Todo aquele que sofre prejuízo com o cometimento da ação delituosa é considerado sujeito passivo do crime. Assim, sujeito passivo é todo titular do bem jurídico albergado pela norma penal. A doutrina costuma destacar que com toda ação criminosa a sociedade é indiretamente lesada (sendo ela sujeito ativo mediato).

No tipo previsto no Artigo 155, §5º, Código Penal, tem-se como sujeito passivo: o proprietário, o possuidor e/ou o detentor do veículo automotor.

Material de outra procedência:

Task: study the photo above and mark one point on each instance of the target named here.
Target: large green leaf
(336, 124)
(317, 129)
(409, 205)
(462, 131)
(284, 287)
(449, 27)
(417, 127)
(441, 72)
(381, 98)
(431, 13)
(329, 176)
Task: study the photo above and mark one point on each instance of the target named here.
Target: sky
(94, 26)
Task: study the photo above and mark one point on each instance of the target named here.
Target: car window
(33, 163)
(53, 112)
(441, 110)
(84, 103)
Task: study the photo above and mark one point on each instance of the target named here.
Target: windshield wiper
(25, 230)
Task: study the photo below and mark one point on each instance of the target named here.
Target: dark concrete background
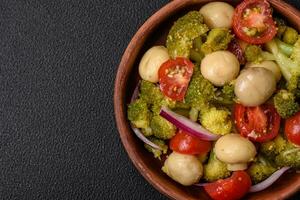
(58, 61)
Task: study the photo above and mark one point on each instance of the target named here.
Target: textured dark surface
(58, 61)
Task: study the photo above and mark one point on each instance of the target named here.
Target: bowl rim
(139, 37)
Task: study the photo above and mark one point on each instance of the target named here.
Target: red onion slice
(140, 135)
(269, 181)
(136, 92)
(201, 184)
(188, 125)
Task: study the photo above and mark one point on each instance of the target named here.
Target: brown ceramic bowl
(153, 32)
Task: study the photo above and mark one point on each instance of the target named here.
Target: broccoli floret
(156, 152)
(273, 147)
(161, 128)
(285, 48)
(217, 39)
(295, 55)
(215, 169)
(195, 53)
(289, 67)
(216, 120)
(183, 32)
(254, 53)
(226, 96)
(281, 27)
(261, 169)
(200, 91)
(167, 102)
(290, 35)
(286, 104)
(139, 114)
(150, 93)
(282, 152)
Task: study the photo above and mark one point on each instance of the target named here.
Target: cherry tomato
(185, 143)
(259, 124)
(253, 22)
(174, 77)
(234, 187)
(292, 129)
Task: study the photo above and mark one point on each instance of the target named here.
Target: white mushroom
(217, 14)
(235, 150)
(151, 62)
(268, 64)
(255, 86)
(185, 169)
(220, 67)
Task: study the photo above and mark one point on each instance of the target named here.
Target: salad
(219, 103)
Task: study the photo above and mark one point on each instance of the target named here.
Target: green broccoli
(290, 67)
(215, 169)
(282, 152)
(167, 102)
(261, 169)
(150, 93)
(195, 53)
(183, 32)
(216, 120)
(290, 35)
(217, 39)
(285, 48)
(199, 93)
(295, 55)
(286, 104)
(139, 114)
(156, 152)
(273, 147)
(254, 53)
(226, 95)
(161, 128)
(281, 27)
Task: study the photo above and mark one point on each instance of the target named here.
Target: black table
(58, 60)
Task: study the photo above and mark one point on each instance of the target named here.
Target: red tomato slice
(232, 188)
(253, 22)
(185, 143)
(259, 124)
(292, 129)
(174, 77)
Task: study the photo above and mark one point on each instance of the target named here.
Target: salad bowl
(154, 32)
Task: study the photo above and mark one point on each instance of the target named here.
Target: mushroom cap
(233, 148)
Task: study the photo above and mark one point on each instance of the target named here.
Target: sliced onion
(201, 184)
(188, 125)
(140, 135)
(269, 181)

O proprietário é aquele que tem a capacidade de alienar a coisa; o possuidor, quem tem a capacidade de usufruir da coisa; e o detentor, aquele que age em nome do proprietário, mantendo o poder de vigilância sobre a coisa.

2.4 ELEMENTO OBJETIVO

É a conduta desvalorada pelo Direito Penal, que, no presente tipo penal analisado, consiste na subtração de veículo automotor (coisa alheia móvel) para si ou para outrem. Subtrair significa assenhorar-se da coisa frente ao não assentimento da vítima. Assim, é necessário, para que haja o elemento objetivo, que o veículo automotor sai da esfera de vigilância e de disponibilidade do sujeito passivo.

2.5 ELEMENTO SUBJETIVO

Consiste na vontade livre e consciente de subtrair o veículo automotor para si ou para outrem. Assim, é a intenção que tem o sujeito ativo de incorporar ao seu patrimônio ou ao de terceiro a "res furtiva", de modo definitivo. Deve haver o "animus furandi" que consiste na vontade de assenhorar-se da coisa para dela dispor, como se dono fosse.

A vontade de transportar (conduzir ou levar de um lugar para outro) o veículo automotor para outro Estado ou para o exterior consiste num especial fim de agir.

2.6 OBJETO MATERIAL

Configura-se como a coisa sobre a qual recai a ação delituosa. Importante destacar que, no crime de furto (simples e qualificado), é sobre ela que recai a violência da ação delituosa. No furto qualificado , previsto no Artigo 155, §5º, Código Penal, o objeto material consiste no veículo automotor, que, nas palavras do professor Julio Fabrinni Mirabete, é "aquele que se move mecanicamente, especialmente a motor de explosão, para transporte de pessoas ou carga". Vale destacar, ainda, que se fala em veículo automotor e não em partes dele.

 

2.7 CONSUMAÇÃO E TENTATIVA

O furto qualificado, em análise, é um crime material e de dano, ou seja, há a previsão do resultado e a necessidade de que este se concretize, para que haja a consumação do crime. Por ser um crime de furto, necessário que ocorra a denominada "inversão da posse", ou seja, a apreensão mansa da coisa, que sai da posse da vítima e entra na posse do sujeito ativo.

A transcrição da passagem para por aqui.